I still didn't stumble upon my lost mojo; however, you guys had a few good comments from yesterday's post that I think deserve adddress, and which certainly do factor into the Case of Jess's Missing Mojo.
First of all, James asked if I had replaced the dead Garmin yet, and if not, he asked if that could be a contributing factor to my missing motivation.
In response, No, I have no replaced it yet; and yes, that is most certainly a factor for me right now. I am waiting to get the Forerunner 110, and I want to purchase it at my local running store (I try to use my $$$ there when I can) and they won't have it in stock until next week. At the earliest. So, yes, I am suffering from Garmin-withdrawal. It's so weird, but it's like that question everybody had to discuss in Philosophy 101: If a tree falls in the forest with no one around, does it make a sound? But, the question here is: If Jess goes for a run without a Garmin, did she really run?

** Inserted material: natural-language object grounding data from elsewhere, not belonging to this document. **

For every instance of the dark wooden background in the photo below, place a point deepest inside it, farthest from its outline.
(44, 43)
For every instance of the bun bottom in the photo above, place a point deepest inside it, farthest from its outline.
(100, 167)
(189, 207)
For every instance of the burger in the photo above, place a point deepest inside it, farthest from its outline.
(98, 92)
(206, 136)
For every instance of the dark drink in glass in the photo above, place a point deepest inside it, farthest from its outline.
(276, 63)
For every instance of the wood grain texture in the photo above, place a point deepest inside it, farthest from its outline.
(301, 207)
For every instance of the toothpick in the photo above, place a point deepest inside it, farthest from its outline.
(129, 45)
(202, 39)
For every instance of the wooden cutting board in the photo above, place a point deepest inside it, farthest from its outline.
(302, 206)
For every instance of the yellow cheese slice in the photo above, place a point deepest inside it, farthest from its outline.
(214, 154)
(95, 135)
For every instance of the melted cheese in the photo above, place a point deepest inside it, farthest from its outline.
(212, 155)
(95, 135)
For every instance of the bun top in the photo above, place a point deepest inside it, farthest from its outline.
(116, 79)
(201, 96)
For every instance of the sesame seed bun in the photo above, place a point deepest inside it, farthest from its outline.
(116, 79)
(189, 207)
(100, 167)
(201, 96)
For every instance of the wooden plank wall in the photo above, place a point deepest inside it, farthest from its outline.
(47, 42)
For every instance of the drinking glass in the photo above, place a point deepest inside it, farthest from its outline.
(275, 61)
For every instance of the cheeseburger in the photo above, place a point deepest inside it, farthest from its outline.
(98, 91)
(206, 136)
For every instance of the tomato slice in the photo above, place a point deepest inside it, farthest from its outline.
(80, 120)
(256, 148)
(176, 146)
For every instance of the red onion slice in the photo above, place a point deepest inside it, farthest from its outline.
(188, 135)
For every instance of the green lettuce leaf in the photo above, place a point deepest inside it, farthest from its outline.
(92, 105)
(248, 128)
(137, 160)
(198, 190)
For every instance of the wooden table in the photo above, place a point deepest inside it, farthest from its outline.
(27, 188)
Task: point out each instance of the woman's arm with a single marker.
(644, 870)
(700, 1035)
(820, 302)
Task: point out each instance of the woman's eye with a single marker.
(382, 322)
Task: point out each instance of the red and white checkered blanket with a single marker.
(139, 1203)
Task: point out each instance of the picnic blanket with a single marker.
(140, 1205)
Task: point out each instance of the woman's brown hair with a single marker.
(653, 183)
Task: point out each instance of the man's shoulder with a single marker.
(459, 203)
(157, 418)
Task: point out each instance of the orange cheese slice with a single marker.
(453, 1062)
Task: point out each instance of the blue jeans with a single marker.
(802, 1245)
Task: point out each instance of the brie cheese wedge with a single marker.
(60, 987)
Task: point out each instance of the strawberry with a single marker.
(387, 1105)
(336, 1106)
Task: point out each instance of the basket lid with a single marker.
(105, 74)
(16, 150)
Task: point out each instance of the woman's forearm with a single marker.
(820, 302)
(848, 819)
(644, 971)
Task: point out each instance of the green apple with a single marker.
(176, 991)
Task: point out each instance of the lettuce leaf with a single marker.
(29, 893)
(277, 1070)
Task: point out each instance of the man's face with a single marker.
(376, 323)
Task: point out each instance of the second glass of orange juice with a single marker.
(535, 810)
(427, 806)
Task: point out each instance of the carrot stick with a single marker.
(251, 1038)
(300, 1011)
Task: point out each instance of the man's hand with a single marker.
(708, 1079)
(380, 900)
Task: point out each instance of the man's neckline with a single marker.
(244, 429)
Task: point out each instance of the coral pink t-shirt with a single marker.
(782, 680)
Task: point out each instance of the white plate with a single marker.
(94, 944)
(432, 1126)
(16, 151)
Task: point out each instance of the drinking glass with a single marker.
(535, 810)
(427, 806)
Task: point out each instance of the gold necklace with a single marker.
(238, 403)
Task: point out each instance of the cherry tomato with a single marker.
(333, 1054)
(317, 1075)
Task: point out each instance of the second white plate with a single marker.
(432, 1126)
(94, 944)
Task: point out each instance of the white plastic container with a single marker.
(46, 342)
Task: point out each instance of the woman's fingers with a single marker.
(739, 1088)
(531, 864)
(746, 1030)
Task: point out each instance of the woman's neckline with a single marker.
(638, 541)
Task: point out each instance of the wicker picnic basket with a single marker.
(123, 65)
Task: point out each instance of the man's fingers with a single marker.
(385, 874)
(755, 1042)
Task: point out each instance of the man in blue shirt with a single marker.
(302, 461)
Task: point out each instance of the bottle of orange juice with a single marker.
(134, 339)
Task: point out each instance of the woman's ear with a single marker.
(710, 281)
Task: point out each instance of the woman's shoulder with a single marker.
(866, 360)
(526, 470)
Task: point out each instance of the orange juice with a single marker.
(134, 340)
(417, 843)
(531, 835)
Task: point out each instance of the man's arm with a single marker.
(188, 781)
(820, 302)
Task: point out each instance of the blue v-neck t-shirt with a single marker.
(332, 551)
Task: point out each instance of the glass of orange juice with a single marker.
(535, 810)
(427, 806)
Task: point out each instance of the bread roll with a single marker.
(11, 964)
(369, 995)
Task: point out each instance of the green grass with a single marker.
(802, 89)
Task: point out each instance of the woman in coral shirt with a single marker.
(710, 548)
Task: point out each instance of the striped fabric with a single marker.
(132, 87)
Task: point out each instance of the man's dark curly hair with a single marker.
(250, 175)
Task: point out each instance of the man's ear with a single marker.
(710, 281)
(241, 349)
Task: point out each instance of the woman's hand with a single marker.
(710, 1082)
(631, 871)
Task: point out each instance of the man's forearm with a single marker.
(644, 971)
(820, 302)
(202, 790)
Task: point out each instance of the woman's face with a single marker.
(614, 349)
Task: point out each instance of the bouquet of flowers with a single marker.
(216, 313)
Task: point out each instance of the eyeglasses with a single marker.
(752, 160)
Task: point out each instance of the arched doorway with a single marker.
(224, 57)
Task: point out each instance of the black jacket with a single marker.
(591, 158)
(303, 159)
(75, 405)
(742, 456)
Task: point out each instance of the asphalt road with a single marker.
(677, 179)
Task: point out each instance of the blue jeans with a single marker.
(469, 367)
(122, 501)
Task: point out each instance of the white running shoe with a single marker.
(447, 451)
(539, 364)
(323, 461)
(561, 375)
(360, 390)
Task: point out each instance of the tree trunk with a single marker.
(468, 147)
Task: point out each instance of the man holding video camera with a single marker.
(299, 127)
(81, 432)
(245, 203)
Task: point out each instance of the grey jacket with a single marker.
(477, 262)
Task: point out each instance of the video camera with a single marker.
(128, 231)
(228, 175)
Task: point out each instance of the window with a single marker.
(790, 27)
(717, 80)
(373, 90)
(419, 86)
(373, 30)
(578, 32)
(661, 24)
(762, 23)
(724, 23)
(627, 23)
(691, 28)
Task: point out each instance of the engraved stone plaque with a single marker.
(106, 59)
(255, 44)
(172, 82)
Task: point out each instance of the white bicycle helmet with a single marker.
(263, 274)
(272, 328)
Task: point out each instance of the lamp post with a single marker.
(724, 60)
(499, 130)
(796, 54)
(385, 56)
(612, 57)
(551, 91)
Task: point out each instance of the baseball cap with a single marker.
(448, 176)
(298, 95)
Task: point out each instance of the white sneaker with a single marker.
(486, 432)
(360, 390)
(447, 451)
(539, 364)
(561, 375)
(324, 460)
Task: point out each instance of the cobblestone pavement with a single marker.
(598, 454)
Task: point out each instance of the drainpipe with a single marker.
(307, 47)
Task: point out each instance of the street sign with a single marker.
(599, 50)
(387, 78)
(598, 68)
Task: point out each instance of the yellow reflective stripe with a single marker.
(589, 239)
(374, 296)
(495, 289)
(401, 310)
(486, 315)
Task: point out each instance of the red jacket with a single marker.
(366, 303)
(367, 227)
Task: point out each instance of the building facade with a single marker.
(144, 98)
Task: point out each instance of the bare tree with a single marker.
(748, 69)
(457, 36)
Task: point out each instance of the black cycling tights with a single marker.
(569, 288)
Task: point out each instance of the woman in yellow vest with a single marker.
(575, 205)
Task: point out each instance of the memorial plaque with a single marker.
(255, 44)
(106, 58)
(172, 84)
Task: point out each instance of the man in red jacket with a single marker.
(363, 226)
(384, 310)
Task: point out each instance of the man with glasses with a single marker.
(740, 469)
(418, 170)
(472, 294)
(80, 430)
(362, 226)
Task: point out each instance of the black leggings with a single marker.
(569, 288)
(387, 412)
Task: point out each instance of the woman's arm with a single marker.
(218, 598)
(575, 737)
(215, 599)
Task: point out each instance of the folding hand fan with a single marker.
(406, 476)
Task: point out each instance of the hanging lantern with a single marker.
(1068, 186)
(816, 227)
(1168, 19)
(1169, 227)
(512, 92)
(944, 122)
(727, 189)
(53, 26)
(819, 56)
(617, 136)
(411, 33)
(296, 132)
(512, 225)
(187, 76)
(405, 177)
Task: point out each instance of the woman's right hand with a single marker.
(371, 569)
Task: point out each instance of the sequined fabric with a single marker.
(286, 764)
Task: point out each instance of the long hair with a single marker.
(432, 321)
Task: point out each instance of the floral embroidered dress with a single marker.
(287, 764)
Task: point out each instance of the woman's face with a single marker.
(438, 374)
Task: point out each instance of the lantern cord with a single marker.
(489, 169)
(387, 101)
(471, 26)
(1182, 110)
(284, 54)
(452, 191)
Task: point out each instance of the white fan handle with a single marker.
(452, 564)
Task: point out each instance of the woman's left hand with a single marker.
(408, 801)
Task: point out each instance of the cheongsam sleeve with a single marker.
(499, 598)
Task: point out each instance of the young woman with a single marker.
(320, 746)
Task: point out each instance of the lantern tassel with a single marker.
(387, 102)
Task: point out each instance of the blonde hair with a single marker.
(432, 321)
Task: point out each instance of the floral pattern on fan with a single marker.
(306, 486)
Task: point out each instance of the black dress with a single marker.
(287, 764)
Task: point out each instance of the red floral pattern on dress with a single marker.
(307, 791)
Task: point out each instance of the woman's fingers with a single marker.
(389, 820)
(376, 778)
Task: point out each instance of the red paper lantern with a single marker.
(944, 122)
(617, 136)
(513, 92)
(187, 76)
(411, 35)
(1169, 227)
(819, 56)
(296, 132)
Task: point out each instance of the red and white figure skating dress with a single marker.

I know I ran, and I record the miles in my training log, but without the Garmin's data, it really feels less meaningful. That seems wrong to admit, but it's true. I know I should just love running for running, but there's something about the numbers that I love too (which is truly weird because I really suck at numbers), and those numbers help make the running feel more concrete. So, yeah, without it, I am feeling a bit lost.
Secondly, Laura asked if the lack of running mojo spills into the rest of my life and negatively affects me in other ways. In short, yes. But mostly, vice versa. I try my best to compartmentalize, but I am not a robot and aspects of one part of life are likely to affect other aspects -- so, when I'm stressed at work or with other aspects of life, that spills over into the running. And right now, I have a lot on my table starting with work, which is really busy right now.
I have an awesome job with a great schedule, but I'm in the final weeks of class. Which means that as of May 7th, I'll be livin' La Vida Loca for the summer, but until then, I am literally surrounded by stacks of papers that need to be graded, final grades that need to be tallied, and floods of students asking me a million questions that all need my attention. So, the end of term stress is weighing me down. Plus, I'm attempting to organize and pack my office since I'll be relocating this summer (to my new kick ass office!).
So, I certainy think that once this term is over, I'll have a bit of time to decompress, and while I'll still be busy (working as a SAHM for the summer), I hope to be able to enjoy the running a bit more when it's not just one more thing on my "to do" list.